The environmental legacy of the Sochi Games includes habitat destruction, polluted waterways and razed forests. 

Alec Luhn

February 25, 2014

The Ornitholical Park in Sochi (Photo courtesy of Alec Luhn)

The Sochi Olympics, which began with the hashtag #sochiproblems, ended with Russia winning the medal count and enjoying a dose of national pride and international prestige.

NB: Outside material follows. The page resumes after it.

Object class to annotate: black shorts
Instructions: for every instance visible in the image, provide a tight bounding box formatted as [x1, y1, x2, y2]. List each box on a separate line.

But now the authorities will be left to figure out what to do with 206 stadiums and assorted buildings, and residents will have to deal with the “Olympic legacy,” whether that’s a highway built through their yard, bulldozed homes or environmental damage in the 8,700 acres of the Sochi National Park that have been affected.

The Russian government’s promise of a “Zero Waste Games” has already been discredited, and now its compensation efforts are also proving to “have only a minor effect compared to the environmental damage,” as the United Nations Environmental Programme predicted after reviewing the Sochi Olympic project in 2008. In one tragicomic example, after Russian Railways planted 55,000 compensatory trees and rare plants, more than half of them died from improper planting techniques and a complete lack of care, Russia’s state environmental watchdog found.

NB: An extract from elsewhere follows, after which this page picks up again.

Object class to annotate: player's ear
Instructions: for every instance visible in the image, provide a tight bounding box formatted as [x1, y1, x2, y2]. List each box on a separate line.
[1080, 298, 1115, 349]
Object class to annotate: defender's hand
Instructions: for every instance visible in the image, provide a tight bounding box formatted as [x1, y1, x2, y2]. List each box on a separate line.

Meanwhile, Deputy Prime Minister Dmitry Kozak’s recent claim that Sochi’s air and water have become cleaner doesn’t seem to apply to the Mzymta River, which has been polluted by chemicals and debris to the point that endangered Atlantic salmon no longer spawn here, WWF Russia head Igor Chestin wrote in a recent article. These salmon are just one among many animals suffering from habitat destruction, including red deer, wild boar, bears and ibex.

But the epitome of miscarried compensation has to be the Ornithological Park that Russia promised in its Olympic application to ameliorate damage to the Imeretinskaya lowland. Once designated one of the world’s “Important Bird Areas” by BirdLife International, the lowland was filled in with gravel to create space for the coastal cluster of Olympic venues.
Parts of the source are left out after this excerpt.